1. Esta Corte de Justiça tem admitido o deferimento de medida cautelar preparatória em se evidenciando a satisfação cumulativa dos requisitos de perigo de lesão grave e de difícil reparação ao direito da parte e de relevância da alegação, que devem ser afirmados na espécie.

2. O direito de greve, também deferido ao servidor público, ainda hoje se ressente de lei que discipline o seu exercício, a determinar que o Excelso Supremo Tribunal Federal suprisse a mora legislativa, estabelecendo regras de competência e do processo de dissídio de greve, adotando solução normativa com vistas à efetiva concreção do preceito constitucional.

3. Não se ajusta ao regramento do Supremo Tribunal Federal o obrigatório corte do pagamento dos servidores em greve, muito ao contrário, estabelecendo a Corte Suprema competir aos Tribunais decidir acerca de tanto.

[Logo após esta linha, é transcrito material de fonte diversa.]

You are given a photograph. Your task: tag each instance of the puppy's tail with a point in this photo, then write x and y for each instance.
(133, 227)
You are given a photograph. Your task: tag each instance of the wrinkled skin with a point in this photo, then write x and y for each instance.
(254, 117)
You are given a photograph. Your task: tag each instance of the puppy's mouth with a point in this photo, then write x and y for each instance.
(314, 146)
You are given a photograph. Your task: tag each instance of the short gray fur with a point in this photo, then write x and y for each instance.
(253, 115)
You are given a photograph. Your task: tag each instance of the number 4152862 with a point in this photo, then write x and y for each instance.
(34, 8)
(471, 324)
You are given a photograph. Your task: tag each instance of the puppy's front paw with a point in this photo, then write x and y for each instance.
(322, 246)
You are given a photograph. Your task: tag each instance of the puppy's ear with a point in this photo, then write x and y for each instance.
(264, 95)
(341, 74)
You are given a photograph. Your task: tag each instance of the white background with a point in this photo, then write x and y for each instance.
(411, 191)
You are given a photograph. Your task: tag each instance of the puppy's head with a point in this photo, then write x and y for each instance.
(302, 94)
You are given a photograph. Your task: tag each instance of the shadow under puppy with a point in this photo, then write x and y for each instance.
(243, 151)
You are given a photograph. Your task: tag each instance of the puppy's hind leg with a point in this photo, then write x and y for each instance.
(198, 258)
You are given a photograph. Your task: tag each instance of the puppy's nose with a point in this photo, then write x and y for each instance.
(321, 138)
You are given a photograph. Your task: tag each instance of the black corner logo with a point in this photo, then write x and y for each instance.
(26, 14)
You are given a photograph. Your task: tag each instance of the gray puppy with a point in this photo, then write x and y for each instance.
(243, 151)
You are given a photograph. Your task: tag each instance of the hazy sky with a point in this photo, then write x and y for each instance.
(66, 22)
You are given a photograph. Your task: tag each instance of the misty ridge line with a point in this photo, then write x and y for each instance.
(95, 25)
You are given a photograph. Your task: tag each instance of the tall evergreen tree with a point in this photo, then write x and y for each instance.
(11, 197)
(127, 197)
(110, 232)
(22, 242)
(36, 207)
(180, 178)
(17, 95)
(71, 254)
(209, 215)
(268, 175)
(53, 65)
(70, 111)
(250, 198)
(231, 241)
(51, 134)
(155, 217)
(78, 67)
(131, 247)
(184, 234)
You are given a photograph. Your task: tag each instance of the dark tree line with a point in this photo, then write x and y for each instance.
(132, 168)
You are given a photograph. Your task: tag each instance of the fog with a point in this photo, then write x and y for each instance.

4. Enquanto não instituído e implementado Fundo para o custeio dos movimentos grevistas, o corte do pagamento significa suprimir o sustento do servidor e da sua família, o que constitui situação excepcional que justifica o afastamento da premissa da suspensão do contrato de trabalho, prevista no artigo 7º da Lei nº 7.783/89.

5. Agravo regimental improvido.” (AgRg na MC 16774/DF, Rel. Ministro HAMILTON CARVALHIDO, PRIMEIRA SEÇÃO, julgado em 23/06/2010, DJe 25/06/2010).

Trago à baila trecho do voto do Ministro Relator, que bem delineia a problemática:


“É pacífico o entendimento de que se cuida de verba alimentar o vencimento do servidor, tanto quanto que o direito de greve não pode deixar de ser titularizado também pelos servidores públicos, não havendo como pretender, tal qual faz o Poder Público, que o corte dos vencimentos, data venia, seja obrigatório, sem que se fale em retaliação, punição, represália ou modo direto de reduzir a um nada esse legítimo direito consagrado na Constituição da República.

O corte de vencimentos, na espécie, significa suprimir o sustento do servidor e da sua família,
porque - e o Poder Público não o ignora - inexiste previsão e, portanto, disciplina legal para a formação do Fundo para o custeio do movimento, tanto quanto contribuição específica a ser paga pelo servidor, de modo a lhe assegurar tal direito social, enquanto não instituído e efetivamente implementado o Fundo, (...)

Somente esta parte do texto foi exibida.